Muchos han sido los autores que han construido estas ideas desde el renacimiento. Entre mi biblioteca se encuentran los libros de Antoine de Saint-Exupéry, uno de esos hombres totales que de vez en cuando arroja la historia: pionero de la aviación, inventor, escritor y periodista que murió en un vuelo de reconocimiento hacia el final de la 2ª Guerra mundial. Sin embargo todos le recuerdan por ser el escritor de “El Principito”; esa obra de corte infantil pero con una profundidad que nos hace reflexionar sobre el hombre, su esencia y todo lo superfluo que nos envuelve.
Saint-Exupéry también escribió una obra: “Tierra de hombres” donde, en base a sus experiencias, desgrana sus ideas humanistas.

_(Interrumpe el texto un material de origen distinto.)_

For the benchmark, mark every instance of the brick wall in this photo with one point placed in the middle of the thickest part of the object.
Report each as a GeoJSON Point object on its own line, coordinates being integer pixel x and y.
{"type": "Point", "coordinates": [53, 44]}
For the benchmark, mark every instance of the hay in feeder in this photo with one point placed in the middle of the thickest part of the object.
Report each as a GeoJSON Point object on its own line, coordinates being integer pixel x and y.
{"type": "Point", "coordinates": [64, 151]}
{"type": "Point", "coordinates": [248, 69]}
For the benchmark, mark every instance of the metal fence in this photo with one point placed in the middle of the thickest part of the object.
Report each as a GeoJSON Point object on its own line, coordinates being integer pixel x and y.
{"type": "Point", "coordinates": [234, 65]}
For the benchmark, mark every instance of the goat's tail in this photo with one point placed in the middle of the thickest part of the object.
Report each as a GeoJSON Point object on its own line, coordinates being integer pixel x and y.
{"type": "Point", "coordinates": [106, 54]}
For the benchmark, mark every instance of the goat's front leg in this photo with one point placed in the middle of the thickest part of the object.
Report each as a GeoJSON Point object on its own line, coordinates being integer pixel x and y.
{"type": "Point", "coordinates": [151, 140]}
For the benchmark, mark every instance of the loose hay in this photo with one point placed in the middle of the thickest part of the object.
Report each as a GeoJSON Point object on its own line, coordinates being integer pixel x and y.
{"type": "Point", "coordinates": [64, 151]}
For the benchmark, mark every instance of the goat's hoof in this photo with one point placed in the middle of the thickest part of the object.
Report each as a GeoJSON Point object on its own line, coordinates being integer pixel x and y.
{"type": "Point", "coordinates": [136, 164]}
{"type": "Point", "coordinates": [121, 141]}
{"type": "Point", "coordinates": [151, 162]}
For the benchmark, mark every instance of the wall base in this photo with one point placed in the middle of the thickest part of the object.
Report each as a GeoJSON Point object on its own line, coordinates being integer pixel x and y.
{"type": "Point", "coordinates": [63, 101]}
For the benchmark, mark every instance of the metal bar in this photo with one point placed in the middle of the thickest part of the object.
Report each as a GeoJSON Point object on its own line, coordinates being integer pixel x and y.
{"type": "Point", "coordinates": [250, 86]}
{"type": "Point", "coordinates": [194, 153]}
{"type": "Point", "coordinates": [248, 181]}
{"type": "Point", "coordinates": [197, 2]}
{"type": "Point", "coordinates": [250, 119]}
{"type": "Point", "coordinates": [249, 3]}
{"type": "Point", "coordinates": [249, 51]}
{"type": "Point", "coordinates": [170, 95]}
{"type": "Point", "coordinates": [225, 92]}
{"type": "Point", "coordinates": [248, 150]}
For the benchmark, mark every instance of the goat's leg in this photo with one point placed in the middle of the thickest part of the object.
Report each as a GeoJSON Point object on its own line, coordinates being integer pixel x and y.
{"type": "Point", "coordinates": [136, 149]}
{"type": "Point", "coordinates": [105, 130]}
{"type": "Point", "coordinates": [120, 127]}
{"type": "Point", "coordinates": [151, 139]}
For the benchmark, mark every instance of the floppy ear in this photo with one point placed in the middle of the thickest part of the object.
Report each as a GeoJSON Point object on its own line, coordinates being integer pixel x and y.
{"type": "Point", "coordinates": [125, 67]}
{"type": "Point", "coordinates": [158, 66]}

Un libro directo y sencillo de leer pero impregnado de un sutil y bello lirismo. En esta obra reflexiona sobre el ser humano y la necesidad de unirnos en busca de un mundo mejor, un mundo más justo. ¿Es esto una utopía?
Muchos lo han pensado, menos lo han intentado, pero… ¿realmente puede funcionar? ¿Podemos lograrlo? Se dice que un pesimista es un realista bien informado. La realidad que percibo me haría parecer un pesimista cuando digo que no se puede lograr este objetivo. La idea en si es perfecta, incluso plausible, solo hay un problema: el hombre. Precisamente el centro de la ecuación, la eterna incógnita, el elemento imprevisible que lo desbarata todo e impide una solución total.
¿Significa esto que debemos rendirnos y que todo vale en nuestra sociedad? Para nada. Tenemos la responsabilidad de buscar un mundo más justo, de hacer todo cuanto esté en nuestras manos para conseguirlo, aunque nademos contra corriente. Esto es lo que define la mejor esencia del ser humano, la solidaridad que pugna contra nuestro natural egoísmo.
Yo lucho y os animo a vosotros a seguir luchando, primero contra nosotros mismos, contra todo aquello que nos encierra en la burbuja del egoísmo, a mi me gustaría morir “con las botas puestas”. Después ayudando a otros en nuestra esfera personal.
Un día Dios restablecerá y construirá un mundo plenamente justo, basado en el amor, y donde no habrá ningún mal. Donde las injusticias desaparecerán en el olvido. Esta es mi esperanza, y deseo que también sea la vuestra.
En Apocalipsis 21:5 leemos: “Y el que estaba sentado en el trono dijo: He aquí, yo hago nuevas todas las cosas. Y me dijo: Escribe; porque estas palabras son fieles y verdaderas.”